We discovered that Sivan’s episode of violence was not isolated. While in Bihac, we spoke to at least fifteen other people who admitted to having been beaten up by the Croatian police. Similar to the brutality against migrants in Hungary last year, the Croatian authorities are trying to discourage border crossings through a deliberate and calculated use of violence. However, these systematic cruelties have never stopped the rational desire behind migration. When I asked everybody in the room if they were still going to attempt these dangerous crossings, they all replied, without hesitation, “Yes.”
At Europe’s Mercy
Europe’s goal is to tighten its external borders and protect the Schengen Area.
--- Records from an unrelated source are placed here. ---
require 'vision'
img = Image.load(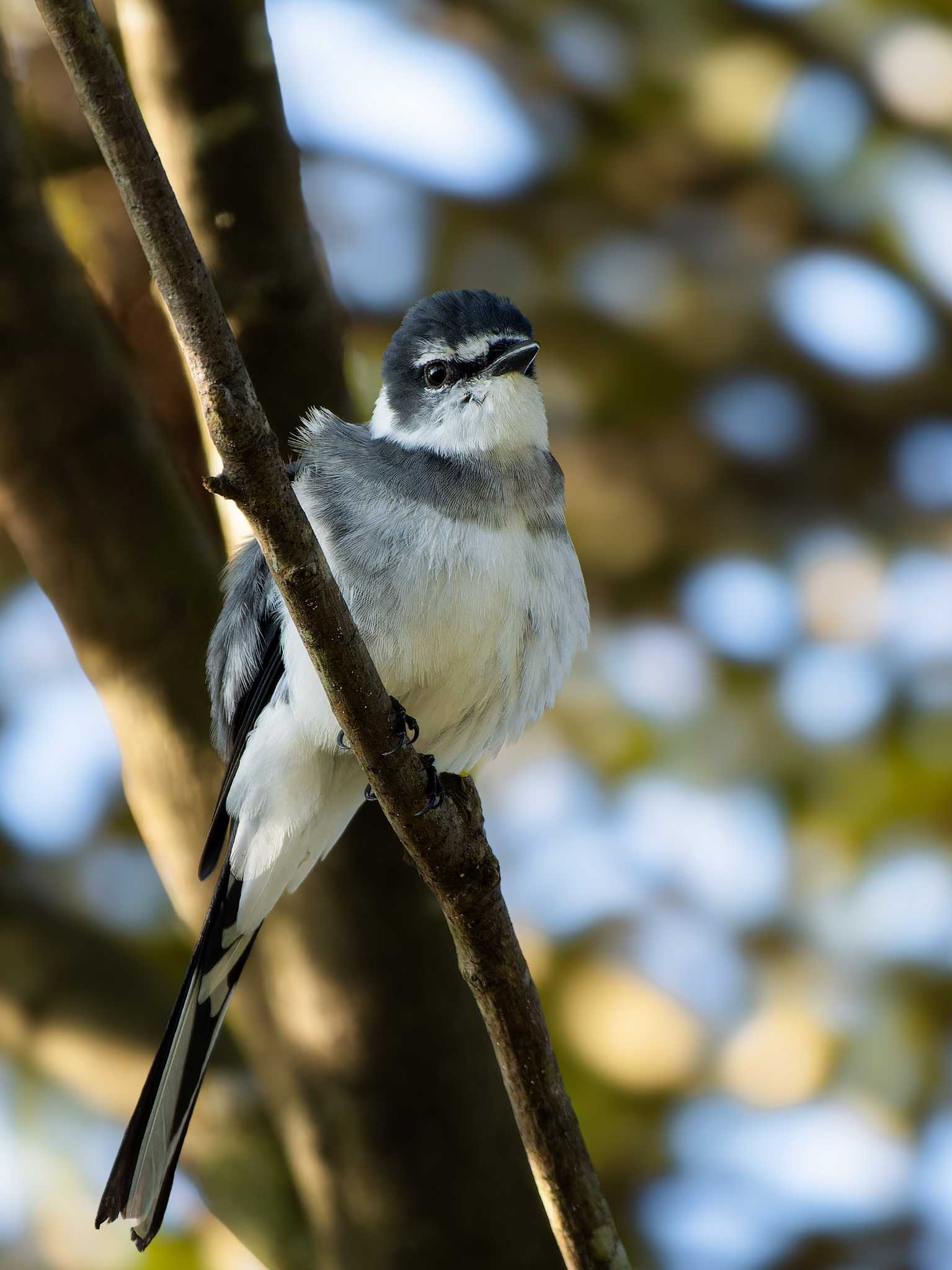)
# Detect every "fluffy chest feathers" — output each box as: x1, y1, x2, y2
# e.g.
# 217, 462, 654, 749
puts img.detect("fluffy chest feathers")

This zone consists of twenty-six European countries which agreed to remove border controls among themselves and recognize a single visa policy. Schengen has guaranteed citizens of member countries near total freedom of movement. But it’s produced a stiffening of Europe’s external borders.
Illegal pushbacks are paired with constant human rights violations — usually perpetrated by peripheral countries, to keep responsibility as far as possible from Brussels. Borders represent a racist division: open for the free movement of capital and citizens of the West, closed for formerly colonized people or those who are simply not rich enough to get a legal visa.
It is crucial to remember that Croatia is an EU member state and its politicians sit in the European Parliament. The European Union as a whole has a clear responsibility for the violence perpetrated at its external borders.
The European Union is rapidly becoming engulfed by nationalist and racist political movements. Austerity has shifted the social burden of the economic crisis onto the poorest classes in Europe. Politicians used this period of deprivation to unite people against migrants. People who migrate are seen as deviants from a model of society imposed in Europe by a growing right-wing. At the same time, we lack a strong internationalized left which could stop this racist political drift.
Through all of this, migrants remain at the mercy of political contingencies. Without legal channels to Europe, they are left stranded in the middle of the Mediterranean or in ruined buildings in northern Bosnia. What is needed now is not more volunteers or NGOs at the borders, but a political solution. The humanitarian crisis is caused by a political crisis. Now is the time to cure the causes instead of the symptoms, and end the European Union’s cycle of neglect.